Reputation: 2652
I need some help with choosing an efficient algorithm to put elements from a vector into presorted buckets - or ideally output iterator ranges (as they are efficient I think). The example below is totally contrived, but the idea is that a an element's key is used to determine the output bucket. I'm not asking how to sort in order as that is a very simple matter of simply calling (which works and reorders the elements according to the key)
std::sort(testVec.begin(), testVec.end(), comparator);
I put a live example on coliru, where it is very easy to modify and fix (well not that easy or I wouldn't be asking the question). I could also go through the elements in this sorted list and while the key value is the same, append it into a new bucket, but I am looking for something more STL like in nature, and right now the above smells like a bit of a last resort hack, also the final solution needs to be efficient as the testVec is potentially large and the objects are also big in size. I would prefer not to modify the testvec - so it should be immutable.
Ideally I am looking for some sort of construct that spits out range iterators or something equally efficient. The actual objects are large so passing references or moving them is really the only option - my actual objects (the equivalent to MyStr) are movable. Something sort of foreach key, apply key predicate or something which I cannot figure out is what I am looking for. I hard coded the 3 buckets below just to show what I need to be able to attain - this is totally a hack.
Thanks in advance for any help with this problem
#include <string>
#include <iostream>
#include <sstream>
#include <iterator>
#include <vector>
#include <algorithm>
struct MyStr
{
int key;
std::string strval;
MyStr(int key, const std::string& rStrVal)
: key(key)
, strval(rStrVal)
{}
// let stream operators be friend functions instead of members!

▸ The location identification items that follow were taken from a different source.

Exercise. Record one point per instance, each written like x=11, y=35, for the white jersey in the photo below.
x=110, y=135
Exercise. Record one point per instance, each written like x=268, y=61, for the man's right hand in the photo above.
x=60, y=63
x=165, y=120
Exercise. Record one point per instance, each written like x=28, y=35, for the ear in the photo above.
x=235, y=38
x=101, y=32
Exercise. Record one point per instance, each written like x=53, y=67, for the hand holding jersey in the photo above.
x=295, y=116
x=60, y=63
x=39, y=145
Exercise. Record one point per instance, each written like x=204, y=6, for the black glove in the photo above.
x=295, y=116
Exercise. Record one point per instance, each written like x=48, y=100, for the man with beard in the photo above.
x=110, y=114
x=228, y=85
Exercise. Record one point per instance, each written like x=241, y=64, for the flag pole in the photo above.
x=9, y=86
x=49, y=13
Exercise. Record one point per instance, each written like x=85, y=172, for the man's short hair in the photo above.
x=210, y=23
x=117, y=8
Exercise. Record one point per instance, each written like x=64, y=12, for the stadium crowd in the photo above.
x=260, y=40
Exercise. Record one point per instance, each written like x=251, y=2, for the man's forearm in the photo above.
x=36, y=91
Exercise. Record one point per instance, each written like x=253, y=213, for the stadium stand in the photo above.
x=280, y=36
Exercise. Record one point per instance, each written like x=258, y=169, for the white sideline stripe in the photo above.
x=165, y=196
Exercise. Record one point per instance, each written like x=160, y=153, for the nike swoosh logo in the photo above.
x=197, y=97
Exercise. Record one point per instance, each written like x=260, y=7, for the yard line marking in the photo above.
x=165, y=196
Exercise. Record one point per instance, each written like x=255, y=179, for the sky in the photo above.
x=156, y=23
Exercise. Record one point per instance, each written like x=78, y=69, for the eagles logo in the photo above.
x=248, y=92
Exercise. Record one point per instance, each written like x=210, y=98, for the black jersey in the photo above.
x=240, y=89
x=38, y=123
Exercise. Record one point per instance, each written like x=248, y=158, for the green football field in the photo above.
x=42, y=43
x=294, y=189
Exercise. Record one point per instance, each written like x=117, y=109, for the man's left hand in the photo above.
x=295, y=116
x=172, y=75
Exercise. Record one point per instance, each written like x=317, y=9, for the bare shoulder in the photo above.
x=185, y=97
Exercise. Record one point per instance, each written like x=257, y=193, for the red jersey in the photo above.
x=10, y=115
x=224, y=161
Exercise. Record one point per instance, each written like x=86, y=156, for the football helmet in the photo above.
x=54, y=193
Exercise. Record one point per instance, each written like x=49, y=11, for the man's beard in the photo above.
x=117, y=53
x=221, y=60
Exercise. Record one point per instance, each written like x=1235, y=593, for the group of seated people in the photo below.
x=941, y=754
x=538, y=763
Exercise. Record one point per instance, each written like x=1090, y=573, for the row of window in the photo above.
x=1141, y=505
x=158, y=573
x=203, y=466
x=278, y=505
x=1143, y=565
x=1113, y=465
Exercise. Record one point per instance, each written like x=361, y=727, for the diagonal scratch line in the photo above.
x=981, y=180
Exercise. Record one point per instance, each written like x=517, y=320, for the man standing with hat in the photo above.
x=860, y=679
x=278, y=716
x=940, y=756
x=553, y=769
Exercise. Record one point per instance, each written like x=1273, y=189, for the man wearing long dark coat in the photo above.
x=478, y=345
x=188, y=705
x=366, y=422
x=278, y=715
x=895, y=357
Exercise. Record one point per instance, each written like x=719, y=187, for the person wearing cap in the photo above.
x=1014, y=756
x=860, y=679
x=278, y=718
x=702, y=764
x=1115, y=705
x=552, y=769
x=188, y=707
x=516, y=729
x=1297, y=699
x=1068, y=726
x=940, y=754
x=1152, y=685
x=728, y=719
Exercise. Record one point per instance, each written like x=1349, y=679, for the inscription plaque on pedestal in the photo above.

inline friend std::ostream& operator << (std::ostream& os, const MyStr& val) {
os << "key[" << val.key << "], strval['" << val.strval << "']";
return os;
}
bool operator < (const MyStr& str) const {
return (key > str.key);
}
};
int main()
{
std::vector <MyStr> testVec = {
MyStr(4, "key 4"),
MyStr(3, "key 3"),
MyStr(3, "key 3"),
MyStr(2, "key 2"),
MyStr(2, "key 2"),
MyStr(2, "key 2")
};
//auto comparator = [](const MyStr& lhs, const MyStr& rhs) {
// return lhs.key < rhs.key;
//};
std::vector <MyStr> foursBucket;
std::vector <MyStr> threesBucket;
std::vector <MyStr> twosBucket;
auto ostriter = std::ostream_iterator<MyStr>(std::cout, ",");
std::for_each(testVec.begin(), testVec.end(),
[&](const MyStr& next){
switch (next.key) {
case 4:
foursBucket.push_back(next);
break;
case 3:
threesBucket.push_back(next);
break;
case 2:
twosBucket.push_back(next);
break;
}
});
std::cout << "Elements with Key Value 2" << std::endl;
std::copy(twosBucket.begin(), twosBucket.end(), ostriter);
std::cout << std::endl;
std::cout << "Elements with Key Value 3" << std::endl;
std::copy(threesBucket.begin(), threesBucket.end(), ostriter);
std::cout << std::endl;
std::cout << "Elements with Key Value 4" << std::endl;
std::copy(foursBucket.begin(), foursBucket.end(), ostriter);
std::cout << std::endl;
}
produces the following output
Elements with Key Value 2
key[2], strval['key 2'],key[2], strval['key 2'],key[2], strval['key 2'],
Elements with Key Value 3
key[3], strval['key 3'],key[3], strval['key 3'],
Elements with Key Value 4
key[4], strval['key 4'],
As you can see the structure is very simple and I've shown how I can currently sort the objects using a predicate but I do not know which of the plethora of algorithms to choose from to efficiently iterate over
Upvotes: 0
Views: 173
Reputation: 109289
You're looking for an unordered_multimap
. It is an unordered associative container that'll place the key-value pairs into buckets depending on the hash value of the key (int
in the following example).
std::unordered_multimap<int, std::string>
mymap{{4, "key 4"},
{3, "key 3"},
{3, "key 3"},
{2, "key 2"},
{2, "key 2"},
{2, "key 2"},
};
for(auto const& kv : mymap) {
std::cout << "key: " << kv.first << " value: " << kv.second << '\n';
}
Output:
key: 2 value: key 2
key: 2 value: key 2
key: 2 value: key 2
key: 3 value: key 3
key: 3 value: key 3
key: 4 value: key 4
In the comment below you clarified that you receive a vector<MyStr>
input, and the container type cannot be changed. In that case, use std::equal_range
to find all the elements containing a particular key.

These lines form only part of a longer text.